Objective: This study aimed to design and statistically optimize the potential of intranasallydelivered chitosan-wrapped linagliptin nanosuspension as an alternative approach for brain targeting for enhancing cognitive behaviour, increasing its solubility/permeability characteristics, and reducing the side effects.
Methods: Linagliptin nanosuspensions were prepared by the nanoprecipitation method. We investigated the effects of independent variables, i.e., linagliptin concentration (D) and chitosan concentration (P), on the dependent factors like % drug loading (R1), % entrapment efficiency (R2), and % drug release (R3) via a central composite design. Furthermore, the optimized formulation was evaluated for surface morphology/ size, ex-vivo permeation study, in-vitro release study, and stability study.
Results: The optimized formulation was further evaluated by different evaluation parameters such as FESEM and TEM study of the optimized formulation (LS 1) showed spherical morphology. Mean particle size (250.7 nm), charge (-16.3 mV), % entrapment efficiency (95.8 ± 1.45 %), and % drug loading (35.78 ± 0.19 %) were determined. Saturation solubility (0.987 mg/ml), in vitro dissolution rate (89.65 ± 0.82 %), and ex vivo permeation (82.23 ± 1.25 %) of LS 1 were higher than pure linagliptin.
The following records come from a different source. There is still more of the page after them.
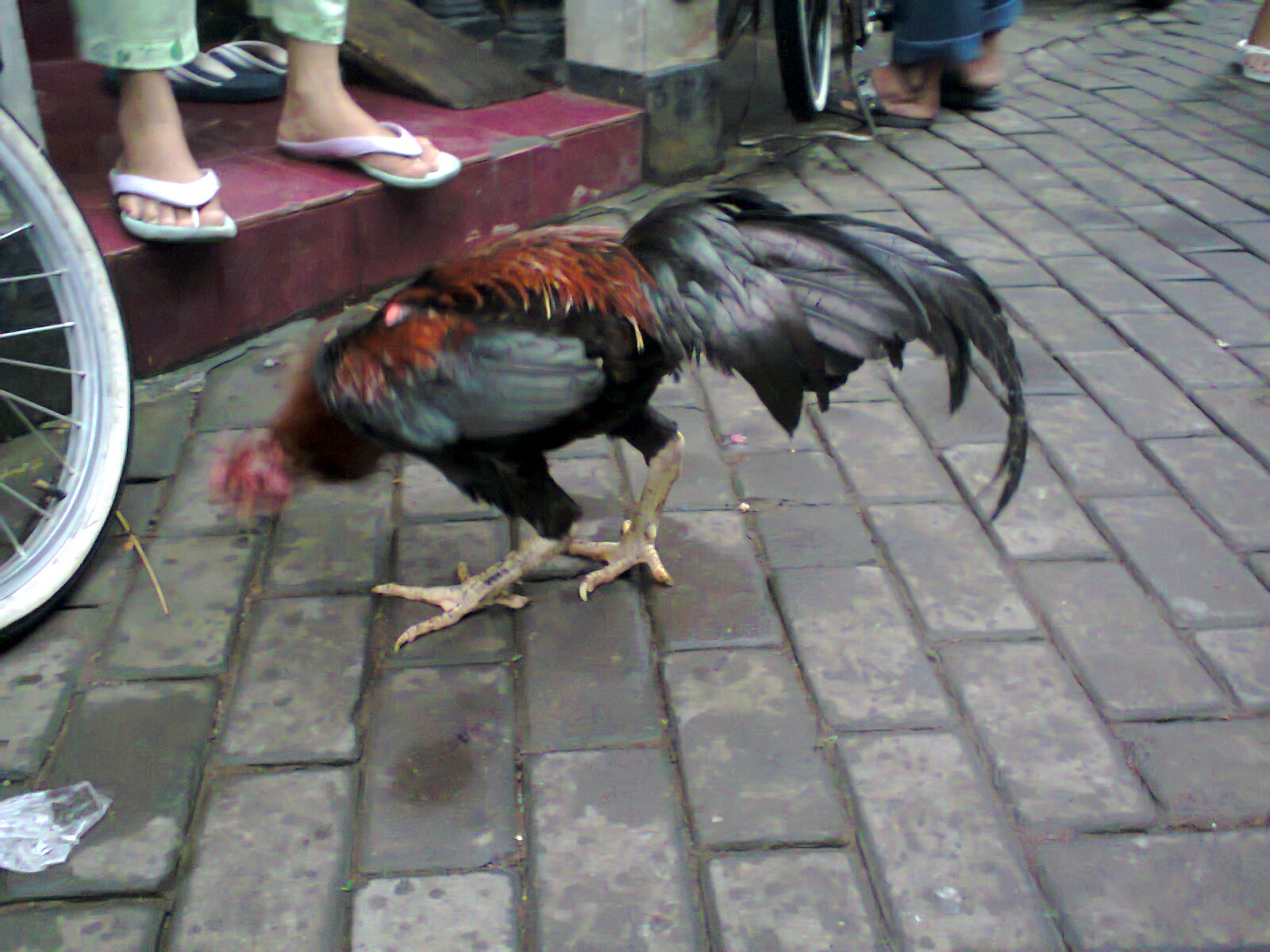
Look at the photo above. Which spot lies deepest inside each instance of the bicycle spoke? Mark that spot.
(29, 365)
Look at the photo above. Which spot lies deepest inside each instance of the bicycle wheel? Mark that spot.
(804, 48)
(65, 389)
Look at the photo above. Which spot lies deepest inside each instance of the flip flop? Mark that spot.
(243, 71)
(349, 148)
(1251, 71)
(182, 194)
(882, 116)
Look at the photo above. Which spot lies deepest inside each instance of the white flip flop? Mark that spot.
(182, 194)
(349, 149)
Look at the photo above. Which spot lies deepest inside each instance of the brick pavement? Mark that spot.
(864, 719)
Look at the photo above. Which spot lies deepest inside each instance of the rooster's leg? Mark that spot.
(639, 532)
(478, 592)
Conclusion: Response surface methodology was applied successfully to obtain LS 1 as an optimized formulation with enhanced solubility and dissolution characteristics at minimized dose, alleviating side effects and with improvised cognitive effects. Thus, an efficient intranasal delivery platform of linagliptin based on nanosuspension was designed for bypassing the BBB and delivering therapeutics directly to the brain. This can be a futuristic approach for enhancing cognitive effects by linagliptin nanosuspension via the intranasal route.
Keywords: Linagliptin, cognitive behaviour, central composite design, response surface methodology, nanosuspension, intranasal.